For read-only external media like CDs, the best way to store a backup is to make a .iso archive file. Most modern operating systems can pull up that file as a virtual drive.

If the drive is self-encrypted, it means there’s a processor attached directly to the memory unit that encrypts and decrypts the memory as it’s used.

Faster Memory

Memory access is typically the slowest part of processing, so engineers are constantly working to make faster RAM.

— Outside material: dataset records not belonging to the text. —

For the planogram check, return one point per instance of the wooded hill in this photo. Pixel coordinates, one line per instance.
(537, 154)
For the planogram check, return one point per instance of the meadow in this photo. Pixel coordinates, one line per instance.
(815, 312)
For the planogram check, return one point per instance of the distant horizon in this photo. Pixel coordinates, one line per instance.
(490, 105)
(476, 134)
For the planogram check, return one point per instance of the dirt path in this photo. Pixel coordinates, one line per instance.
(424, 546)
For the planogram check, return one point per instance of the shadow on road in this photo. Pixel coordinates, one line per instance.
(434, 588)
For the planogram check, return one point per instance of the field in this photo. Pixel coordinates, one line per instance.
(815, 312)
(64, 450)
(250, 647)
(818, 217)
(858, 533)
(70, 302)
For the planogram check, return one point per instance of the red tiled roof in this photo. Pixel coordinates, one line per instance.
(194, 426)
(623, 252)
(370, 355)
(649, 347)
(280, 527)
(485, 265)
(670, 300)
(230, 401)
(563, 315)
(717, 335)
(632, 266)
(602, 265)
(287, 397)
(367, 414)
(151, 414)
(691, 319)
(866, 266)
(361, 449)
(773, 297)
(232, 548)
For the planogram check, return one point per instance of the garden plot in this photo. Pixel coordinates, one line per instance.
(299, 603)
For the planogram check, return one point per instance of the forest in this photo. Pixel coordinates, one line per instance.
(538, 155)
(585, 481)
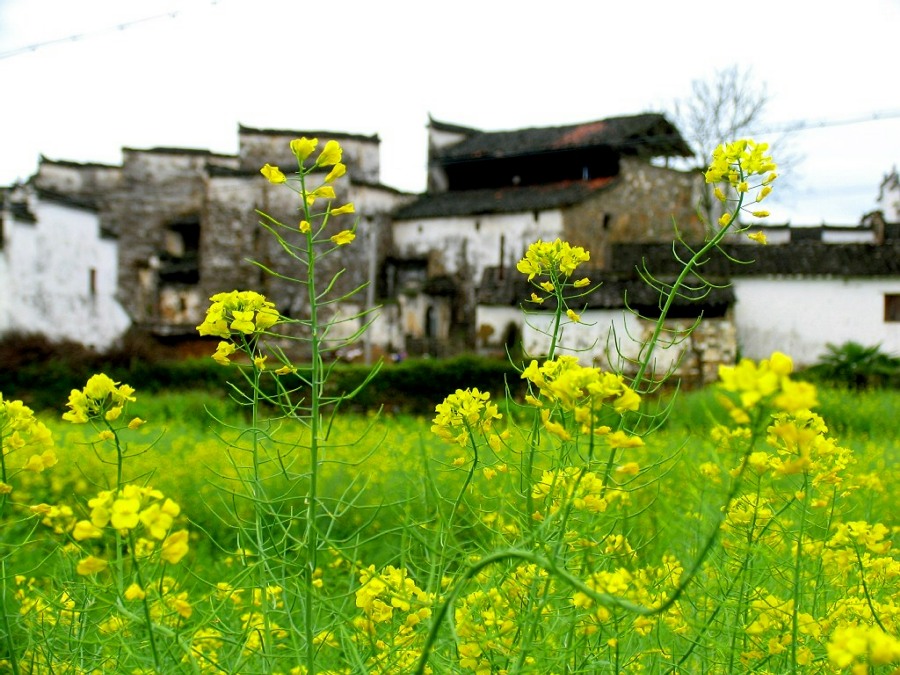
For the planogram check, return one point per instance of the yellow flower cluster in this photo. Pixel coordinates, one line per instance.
(555, 260)
(735, 162)
(330, 156)
(733, 165)
(770, 630)
(463, 412)
(101, 397)
(394, 613)
(858, 646)
(130, 509)
(585, 392)
(584, 490)
(238, 313)
(648, 586)
(21, 432)
(488, 621)
(767, 382)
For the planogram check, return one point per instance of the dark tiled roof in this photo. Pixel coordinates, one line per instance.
(455, 128)
(79, 201)
(805, 258)
(179, 151)
(512, 288)
(297, 134)
(21, 212)
(501, 200)
(646, 135)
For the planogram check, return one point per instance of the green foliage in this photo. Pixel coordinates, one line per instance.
(417, 385)
(857, 366)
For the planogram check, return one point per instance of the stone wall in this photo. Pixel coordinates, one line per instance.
(639, 206)
(259, 147)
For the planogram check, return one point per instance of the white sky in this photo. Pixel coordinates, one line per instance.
(366, 67)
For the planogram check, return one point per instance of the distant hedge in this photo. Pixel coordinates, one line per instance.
(42, 373)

The clock speed can be a bit misleading. While it can be pretty accurate (3200 = 3,200,000,000 megatransfers/cycles per second), RAM timing/frequency is based on how fast it takes to move information to or from the RAM, which means you need to cut it in half. It’s not too difficult to break down the math:

  • 3200 megatransfers/second
  • x 64 bits per transfer in a 64-bit computer
  • / 8 bits per byte
  • = 25,600 MB/s
  • / 2 for actual speed (because it’s read/write) = 12,800 MB/s

To speed it up even further, RAM started using multiple channels at once.

At first, they used a “ganged” setup, where they connected 2 64-bit buses together to make a 128-bit bus. Once CPUs started having more than 1 core, unganged RAM became faster because it could pipe the information to multiple cores at once. This entire setup is known as “dual channel”, but can also be quad, 6, 8, or higher.

So, a dual-channel takes the above calculation and doubles it, a quad-channel quadruples it, and so on.

Further, RAM will often include ICs (integrated circuits) to perform tasks to make it even faster.

Abstraction

Once the memory has been created physically, it groups into “sectors” when a new hard drive is created, which then assemble into blocks of memory. At this point, it’s a homogeneous abstraction where it really doesn’t matter what it is, as long as it’s reliable.

Of course, like all things in reality, memory attenuates over time, so it will need periodic scanning to find bad sectors. From there, the operating system can earmark those sectors as bad, and hopefully no important data was lost.